One thing that appears to happen is that phone-using drivers of all ages have significantly diminished reaction times. They are slower to hit the brakes and more likely to get into accidents.

Subjects took "freeway drives" in a simulator, using a hands-free mobile phone for half of the drive.

"We're seeing an 18 to 20 percent slowing [of reaction times]," Strayer explained. "That means if someone is talking on a phone, it takes them longer to hit the brakes. They are more likely to get into an accident, and if they do get into one, it might be more severe, because they won't be able to decelerate as much. What you've effectively done is made the reactions of a 20-year-old comparable to those of a 70-year-old."

The deteriorating responses can have serious repercussions - results of this and previous simulator-based studies show that the number of rear-end collisions double for phone-using drivers.

Perhaps to compensate for slower reaction times, cell phone users also increased the distance between their cars and cars ahead of them by some 12 percent.

Elderly drivers saw similar declines in reaction times when they took the wheel with phones. In a bit of a surprise, however, their reactions did not deteriorate at a greater rate than those of their younger counterparts.

"We see in the lab that older adults tend to have slower reaction times in general and also sometimes have difficulty multitasking relative to maybe a 20-year-old," Strayer said.

But in the study the 20 older subjects (average age: 70) suffered no greater impairment than their 20 younger colleagues (average age: 20).

Phone users of all ages also took 17 percent longer to return to the speed of traffic after braking. Such sluggish driving can affect the likelihood and severity of rear-end collisions and help to create gridlock, especially when many drivers display such behavior.

Strayer and co-author Frank Drews, assistant professor or psychology, published their findings in this winter's issue of the journal Human Factors.

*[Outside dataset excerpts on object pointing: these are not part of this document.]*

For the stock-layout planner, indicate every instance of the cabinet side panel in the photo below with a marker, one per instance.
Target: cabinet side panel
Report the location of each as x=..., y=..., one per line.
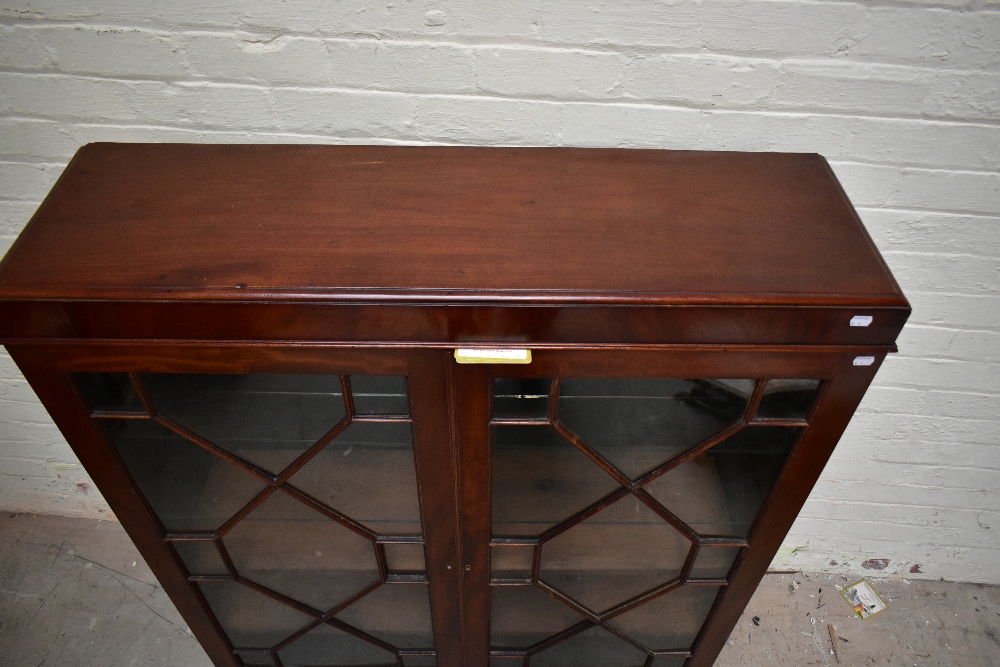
x=60, y=399
x=829, y=419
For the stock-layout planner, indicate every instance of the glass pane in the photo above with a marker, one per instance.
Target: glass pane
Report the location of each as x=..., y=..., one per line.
x=639, y=423
x=200, y=557
x=249, y=619
x=620, y=552
x=328, y=646
x=404, y=558
x=787, y=399
x=294, y=550
x=268, y=420
x=109, y=392
x=520, y=398
x=511, y=561
x=714, y=562
x=540, y=479
x=189, y=488
x=671, y=621
x=368, y=474
x=399, y=614
x=595, y=647
x=379, y=395
x=721, y=491
x=522, y=616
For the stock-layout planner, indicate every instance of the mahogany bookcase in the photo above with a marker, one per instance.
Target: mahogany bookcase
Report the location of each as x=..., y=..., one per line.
x=253, y=351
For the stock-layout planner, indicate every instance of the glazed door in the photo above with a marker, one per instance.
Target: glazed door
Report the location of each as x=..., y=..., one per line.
x=626, y=493
x=282, y=487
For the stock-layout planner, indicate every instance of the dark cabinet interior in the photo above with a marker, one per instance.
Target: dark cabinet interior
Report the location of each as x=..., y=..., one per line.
x=269, y=399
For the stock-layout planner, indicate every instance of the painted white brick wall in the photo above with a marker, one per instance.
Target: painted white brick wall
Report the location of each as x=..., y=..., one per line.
x=903, y=97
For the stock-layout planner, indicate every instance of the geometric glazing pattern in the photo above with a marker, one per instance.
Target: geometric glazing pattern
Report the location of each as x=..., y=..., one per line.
x=625, y=504
x=280, y=493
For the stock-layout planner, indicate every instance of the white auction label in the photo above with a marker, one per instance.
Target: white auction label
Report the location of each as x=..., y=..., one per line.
x=478, y=355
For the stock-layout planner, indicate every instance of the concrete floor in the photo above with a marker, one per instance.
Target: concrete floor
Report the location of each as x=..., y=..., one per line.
x=75, y=592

Hands-Free Units Not Much Help

Strayer and his group employed only hands-free phones for testing. Some states, including New York and New Jersey, have enacted safety legislation that restricts drivers to hands-free mobile phone use. But many researchers say the laws aren't enough - and may be completely useless.

"We have research that concludes that the use of a phone, whether handheld or hands-free, can have [the same negative] impact," said Rae Tyson, spokesman for the U.S. National Highway Traffic Safety Administration (NHTSA).

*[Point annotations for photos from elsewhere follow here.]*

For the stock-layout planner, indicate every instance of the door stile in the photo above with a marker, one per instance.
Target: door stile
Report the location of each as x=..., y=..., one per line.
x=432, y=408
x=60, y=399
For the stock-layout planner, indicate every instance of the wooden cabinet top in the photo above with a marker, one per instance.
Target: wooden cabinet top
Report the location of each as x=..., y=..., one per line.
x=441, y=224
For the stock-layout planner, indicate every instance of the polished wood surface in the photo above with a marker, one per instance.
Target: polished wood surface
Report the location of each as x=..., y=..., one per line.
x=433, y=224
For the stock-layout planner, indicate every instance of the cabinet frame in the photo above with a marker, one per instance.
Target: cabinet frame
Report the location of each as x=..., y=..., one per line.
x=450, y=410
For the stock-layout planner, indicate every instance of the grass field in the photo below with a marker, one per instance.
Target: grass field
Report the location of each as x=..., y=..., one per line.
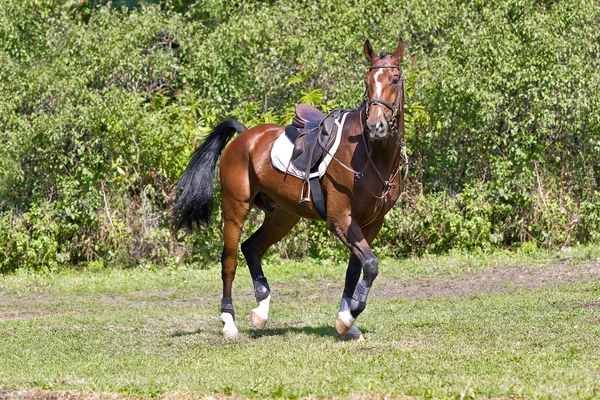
x=507, y=325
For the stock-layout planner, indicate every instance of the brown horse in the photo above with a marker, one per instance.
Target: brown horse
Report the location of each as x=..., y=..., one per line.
x=359, y=189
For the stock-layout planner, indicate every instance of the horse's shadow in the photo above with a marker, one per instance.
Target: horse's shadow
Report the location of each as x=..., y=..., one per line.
x=323, y=331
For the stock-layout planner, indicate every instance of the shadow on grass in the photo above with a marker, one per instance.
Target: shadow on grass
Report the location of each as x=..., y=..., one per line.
x=324, y=331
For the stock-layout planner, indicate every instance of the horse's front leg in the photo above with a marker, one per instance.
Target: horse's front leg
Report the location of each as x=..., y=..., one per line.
x=354, y=299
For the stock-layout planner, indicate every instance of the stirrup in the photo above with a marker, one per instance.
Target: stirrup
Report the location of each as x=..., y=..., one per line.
x=305, y=199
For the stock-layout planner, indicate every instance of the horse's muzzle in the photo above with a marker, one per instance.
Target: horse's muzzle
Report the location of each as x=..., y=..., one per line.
x=378, y=130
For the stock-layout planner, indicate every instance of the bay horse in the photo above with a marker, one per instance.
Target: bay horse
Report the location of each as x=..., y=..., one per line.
x=359, y=188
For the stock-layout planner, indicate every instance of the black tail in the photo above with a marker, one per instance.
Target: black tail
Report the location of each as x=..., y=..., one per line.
x=195, y=187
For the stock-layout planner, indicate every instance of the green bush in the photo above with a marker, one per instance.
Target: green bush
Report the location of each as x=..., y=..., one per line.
x=101, y=106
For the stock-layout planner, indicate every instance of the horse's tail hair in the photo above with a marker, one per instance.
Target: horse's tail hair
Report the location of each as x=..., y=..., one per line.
x=195, y=187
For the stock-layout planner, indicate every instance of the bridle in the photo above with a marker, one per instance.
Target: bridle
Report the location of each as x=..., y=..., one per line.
x=388, y=185
x=395, y=108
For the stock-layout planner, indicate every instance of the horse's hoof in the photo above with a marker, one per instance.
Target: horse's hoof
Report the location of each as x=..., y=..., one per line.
x=354, y=334
x=343, y=322
x=229, y=329
x=257, y=320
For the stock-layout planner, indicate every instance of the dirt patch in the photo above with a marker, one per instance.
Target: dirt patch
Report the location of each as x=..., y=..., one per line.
x=26, y=315
x=497, y=280
x=34, y=394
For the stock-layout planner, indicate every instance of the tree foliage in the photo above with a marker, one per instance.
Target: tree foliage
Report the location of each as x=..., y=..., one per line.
x=102, y=103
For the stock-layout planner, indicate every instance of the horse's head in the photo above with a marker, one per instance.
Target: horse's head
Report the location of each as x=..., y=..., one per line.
x=385, y=85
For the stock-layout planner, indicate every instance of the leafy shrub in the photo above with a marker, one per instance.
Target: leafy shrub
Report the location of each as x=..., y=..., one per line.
x=100, y=107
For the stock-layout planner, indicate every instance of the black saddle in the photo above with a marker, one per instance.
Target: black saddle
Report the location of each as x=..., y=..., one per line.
x=313, y=135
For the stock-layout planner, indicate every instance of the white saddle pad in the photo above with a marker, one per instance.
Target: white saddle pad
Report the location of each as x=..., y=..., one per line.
x=281, y=153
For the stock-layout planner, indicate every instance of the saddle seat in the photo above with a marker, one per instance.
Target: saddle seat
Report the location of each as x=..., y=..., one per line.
x=306, y=113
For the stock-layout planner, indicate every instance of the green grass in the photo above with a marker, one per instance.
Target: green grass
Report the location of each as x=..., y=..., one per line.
x=147, y=333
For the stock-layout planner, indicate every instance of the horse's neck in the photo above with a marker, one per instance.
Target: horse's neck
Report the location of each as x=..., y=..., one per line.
x=384, y=153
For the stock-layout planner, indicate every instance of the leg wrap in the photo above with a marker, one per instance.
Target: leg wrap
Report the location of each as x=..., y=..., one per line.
x=261, y=288
x=227, y=306
x=359, y=298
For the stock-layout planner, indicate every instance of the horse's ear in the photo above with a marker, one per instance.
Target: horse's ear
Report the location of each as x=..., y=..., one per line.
x=369, y=52
x=399, y=52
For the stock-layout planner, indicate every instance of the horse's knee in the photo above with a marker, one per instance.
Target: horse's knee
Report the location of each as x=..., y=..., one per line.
x=245, y=247
x=261, y=288
x=370, y=270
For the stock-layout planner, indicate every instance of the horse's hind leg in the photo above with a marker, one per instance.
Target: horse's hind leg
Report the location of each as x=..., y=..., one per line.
x=234, y=215
x=276, y=225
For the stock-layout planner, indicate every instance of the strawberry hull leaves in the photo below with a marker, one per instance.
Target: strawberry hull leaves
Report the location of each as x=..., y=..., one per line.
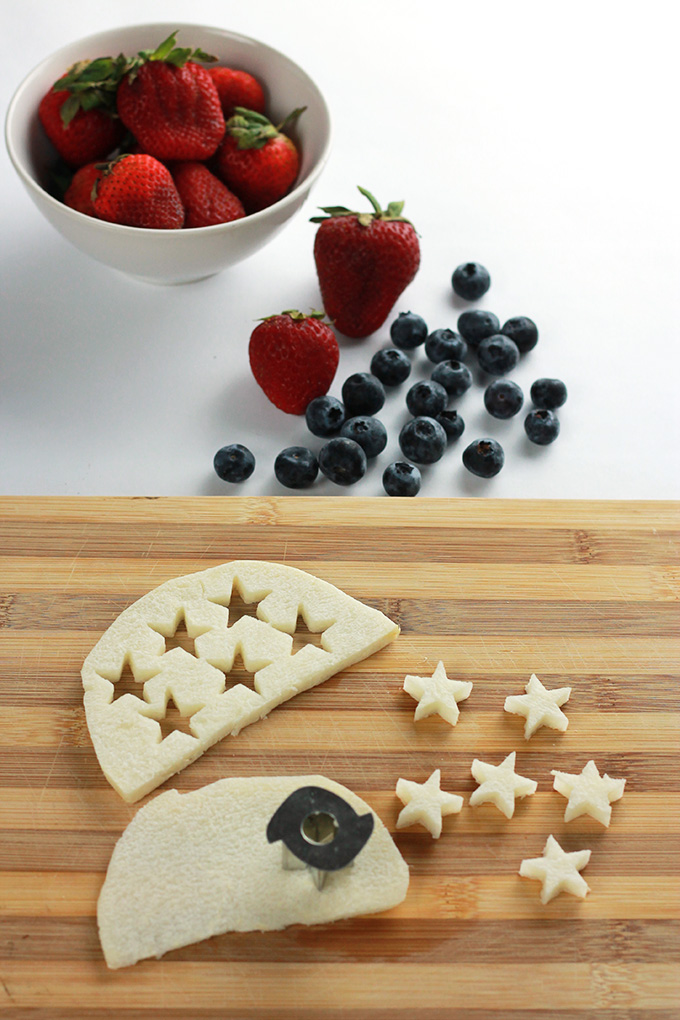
x=364, y=261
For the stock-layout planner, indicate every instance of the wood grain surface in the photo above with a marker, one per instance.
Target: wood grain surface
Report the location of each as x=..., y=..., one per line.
x=581, y=594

In fact, NHTSA studies at the University of Iowa suggested that in some cases, hands-free devices could pose a greater risk, because tasks like dialing can be more difficult and take longer.

The University of Utah team's research delivered similar results.

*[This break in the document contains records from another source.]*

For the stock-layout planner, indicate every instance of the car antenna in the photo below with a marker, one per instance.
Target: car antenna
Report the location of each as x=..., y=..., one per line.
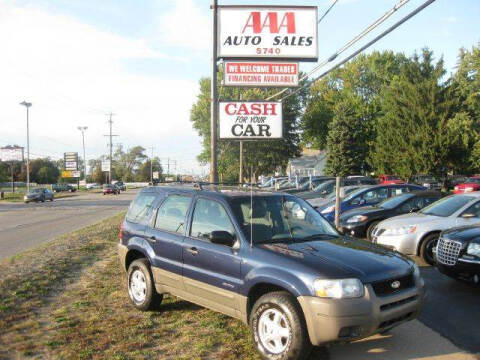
x=251, y=208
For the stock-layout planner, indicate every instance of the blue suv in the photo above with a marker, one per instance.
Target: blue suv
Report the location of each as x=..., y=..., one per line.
x=268, y=259
x=367, y=196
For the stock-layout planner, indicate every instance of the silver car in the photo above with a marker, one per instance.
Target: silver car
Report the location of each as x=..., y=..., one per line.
x=417, y=233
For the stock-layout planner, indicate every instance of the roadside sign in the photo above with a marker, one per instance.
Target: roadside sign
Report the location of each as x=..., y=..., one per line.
x=105, y=165
x=250, y=120
x=236, y=73
x=269, y=32
x=11, y=153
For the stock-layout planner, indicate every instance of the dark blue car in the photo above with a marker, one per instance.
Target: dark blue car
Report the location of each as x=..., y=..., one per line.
x=268, y=259
x=366, y=197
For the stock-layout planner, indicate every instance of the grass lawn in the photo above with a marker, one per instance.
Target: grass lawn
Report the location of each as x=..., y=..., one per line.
x=67, y=299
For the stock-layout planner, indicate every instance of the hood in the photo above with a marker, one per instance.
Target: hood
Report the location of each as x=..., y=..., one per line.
x=410, y=219
x=463, y=234
x=364, y=210
x=345, y=257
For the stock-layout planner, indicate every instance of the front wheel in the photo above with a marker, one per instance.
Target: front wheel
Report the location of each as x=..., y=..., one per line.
x=278, y=328
x=141, y=287
x=426, y=250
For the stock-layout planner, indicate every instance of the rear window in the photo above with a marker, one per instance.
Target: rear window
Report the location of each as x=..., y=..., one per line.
x=140, y=207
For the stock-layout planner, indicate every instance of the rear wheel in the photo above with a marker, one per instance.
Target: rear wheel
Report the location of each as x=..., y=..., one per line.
x=426, y=250
x=278, y=328
x=141, y=287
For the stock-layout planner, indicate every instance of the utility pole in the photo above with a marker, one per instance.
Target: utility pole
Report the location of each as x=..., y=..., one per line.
x=83, y=129
x=110, y=135
x=27, y=105
x=213, y=103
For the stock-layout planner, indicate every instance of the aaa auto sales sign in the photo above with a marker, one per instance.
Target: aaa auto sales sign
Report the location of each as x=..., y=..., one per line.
x=237, y=73
x=268, y=32
x=256, y=120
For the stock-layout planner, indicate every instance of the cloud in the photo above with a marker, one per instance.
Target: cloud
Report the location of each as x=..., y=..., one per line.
x=74, y=74
x=185, y=25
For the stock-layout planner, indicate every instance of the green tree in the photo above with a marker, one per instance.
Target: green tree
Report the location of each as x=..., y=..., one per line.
x=263, y=156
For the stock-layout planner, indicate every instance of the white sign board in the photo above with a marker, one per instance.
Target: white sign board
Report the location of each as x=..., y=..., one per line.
x=236, y=73
x=105, y=165
x=272, y=32
x=256, y=120
x=11, y=153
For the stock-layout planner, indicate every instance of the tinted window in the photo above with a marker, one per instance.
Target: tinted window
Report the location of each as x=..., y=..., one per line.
x=447, y=206
x=210, y=216
x=172, y=213
x=140, y=207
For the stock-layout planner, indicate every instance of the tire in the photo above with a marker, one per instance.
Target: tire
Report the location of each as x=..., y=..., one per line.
x=370, y=229
x=140, y=285
x=280, y=311
x=426, y=249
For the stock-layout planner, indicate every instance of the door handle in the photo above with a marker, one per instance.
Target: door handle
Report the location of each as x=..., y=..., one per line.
x=193, y=250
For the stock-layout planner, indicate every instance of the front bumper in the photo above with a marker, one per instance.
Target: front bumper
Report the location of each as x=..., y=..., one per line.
x=405, y=244
x=330, y=320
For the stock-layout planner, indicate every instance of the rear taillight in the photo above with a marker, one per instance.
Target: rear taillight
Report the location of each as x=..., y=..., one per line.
x=121, y=233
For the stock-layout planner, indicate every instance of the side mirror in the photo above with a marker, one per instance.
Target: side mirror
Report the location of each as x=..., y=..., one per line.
x=222, y=238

"The distinction some laws make between hands-free and regular phones doesn't stand up to scientific scrutiny," Strayer explained. "We've done studies, and other studies in Sweden and Australia have all come to the same conclusion: that it's a very similar signature of impairment."

The distracting effects of cell phones are attributed largely to the conversations themselves, which draw a driver's attention away from the road. The effect is dubbed inattention blindness.

"Not to say that dialing isn't a problem, but you can probably develop work-arounds where your hands are off the wheel for a limited amount of time," Strayer said. "Drivers engage in multitasks, like eating a sandwich or tuning the radio, when they perceive a lull in traffic and think it's safer. People are not too bad at judging those lulls if it's a relatively short activity."

But the context of phone conversation seems to big a distraction for most motorists.

"We used an eye tracker to try to see what they were looking at while talking on the phone," Strayer said. "The measurements show that they simply aren't picking up information that's right in front of them, whether it's as mundane as a street sign or even a person or child on the side of road."

Interestingly subjects in earlier studies displayed no similar distractions when talking to passengers, or listening to the radio or books on tape. The NHTSA believes that driver distractions of all types are a factor in probably 25 to 30 percent of crashes, but more specific data are unavailable.

"Our findings and those of others are that driving performance can be compromised by using wireless communication devices," Tyson said. "In general there is certainly the potential for deterioration of driving skills if you are talking and driving at the same time - but nobody knows precisely what the impact of cell phones has been."